In Bone Light, Orlando White’s debut volume, he explores the English language from a Diné (Navajo) perspective. He invites us to imagine that we, as a people--all people in this imaginary country called the United States--are speaking an Indigenous language and that the English language exists merely as a remnant of the colonial past. 


  Despite its tenuous existence in this re-imagined present, English remains a danger to Indigenous thought, as it threatens to impose an alien worldview through its vocabulary and syntactical maneuvers. Historically, English was used by non-Natives to document  Indigenous cultures; against this historical backdrop, White also writes to document, but he works to create something more beautiful than harmful.   He does not attempt a critique of the English language; he works with it and against it to gain a better understanding of its peculiarities and limits, creating a relationship through these sometimes humorous, sometimes irreverent acts of exploration.


  Throughout Bone Light, Orlando White approaches the English language as if he has just encountered it, as if it were a mysterious set of symbols. Focusing on the particles of the language—the punctuation marks, the letters, the spaces between words—he turns them a while in his hand like strange inexplicable artifacts from a lost world, then sets to work, refashioning them into something he can use.

“Orlando White's Bone Light recreates poetry from the molecular level. His vision presents language letter by letter: as body, as recipe, as originary myth, as admonition.

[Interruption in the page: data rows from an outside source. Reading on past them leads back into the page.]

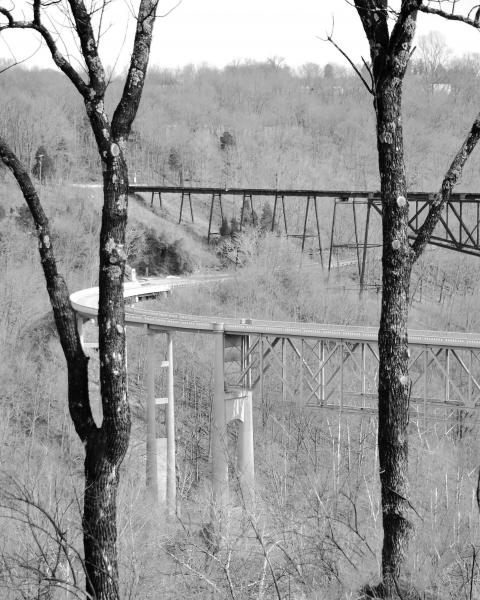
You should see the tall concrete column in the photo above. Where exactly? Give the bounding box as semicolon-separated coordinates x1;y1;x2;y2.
145;330;159;504
211;323;228;512
167;333;177;514
237;391;255;510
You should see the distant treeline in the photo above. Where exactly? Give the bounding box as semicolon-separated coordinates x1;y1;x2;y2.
0;40;480;191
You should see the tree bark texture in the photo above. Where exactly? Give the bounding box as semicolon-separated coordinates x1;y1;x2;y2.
355;0;421;597
0;0;158;600
376;81;412;593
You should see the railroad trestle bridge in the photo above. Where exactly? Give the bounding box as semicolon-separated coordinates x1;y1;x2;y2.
71;275;480;511
130;184;480;288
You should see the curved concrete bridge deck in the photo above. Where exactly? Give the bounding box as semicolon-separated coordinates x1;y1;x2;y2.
71;274;480;511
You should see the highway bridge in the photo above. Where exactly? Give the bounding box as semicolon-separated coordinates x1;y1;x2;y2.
71;274;480;510
130;184;480;288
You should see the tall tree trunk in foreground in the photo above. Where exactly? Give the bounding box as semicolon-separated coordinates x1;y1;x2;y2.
376;80;411;593
354;0;480;597
0;0;158;600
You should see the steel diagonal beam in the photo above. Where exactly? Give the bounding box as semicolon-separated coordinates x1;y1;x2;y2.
234;338;260;384
366;342;380;362
430;349;464;403
439;215;459;246
450;348;480;400
344;342;370;381
408;201;429;233
252;336;281;388
288;338;318;382
449;203;477;247
265;338;295;398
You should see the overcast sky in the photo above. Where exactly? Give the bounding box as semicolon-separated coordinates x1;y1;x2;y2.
0;0;480;68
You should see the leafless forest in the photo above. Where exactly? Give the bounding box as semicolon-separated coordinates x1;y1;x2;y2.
0;12;480;600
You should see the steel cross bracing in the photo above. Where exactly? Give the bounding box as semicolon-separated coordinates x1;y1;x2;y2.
130;185;480;270
71;275;480;513
225;333;480;420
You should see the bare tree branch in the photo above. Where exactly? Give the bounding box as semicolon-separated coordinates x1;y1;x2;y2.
112;0;159;139
0;0;89;97
412;113;480;262
0;136;96;441
317;34;373;95
418;4;480;29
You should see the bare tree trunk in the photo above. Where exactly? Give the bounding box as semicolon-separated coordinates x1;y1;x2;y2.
83;151;131;600
376;79;412;594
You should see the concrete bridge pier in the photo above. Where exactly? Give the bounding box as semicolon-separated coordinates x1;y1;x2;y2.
211;323;255;511
145;329;176;515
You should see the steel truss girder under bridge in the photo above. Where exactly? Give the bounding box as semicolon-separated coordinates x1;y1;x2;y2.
225;334;480;421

Here, poetry moves stealthily through the smallest increments, in the ‘pause between ink and letter when words are silent, unclothed.’  In that bare space, poems keep time  through their own arcane measure and the reader sees a ‘human clock’ emerge, one whose face is as much halo as empty zero.   This astonishing writing dissects language with surgical and magical precision.  White peels back our assumptions like a skin and gives us the irradiated, irreducible light of the bone.”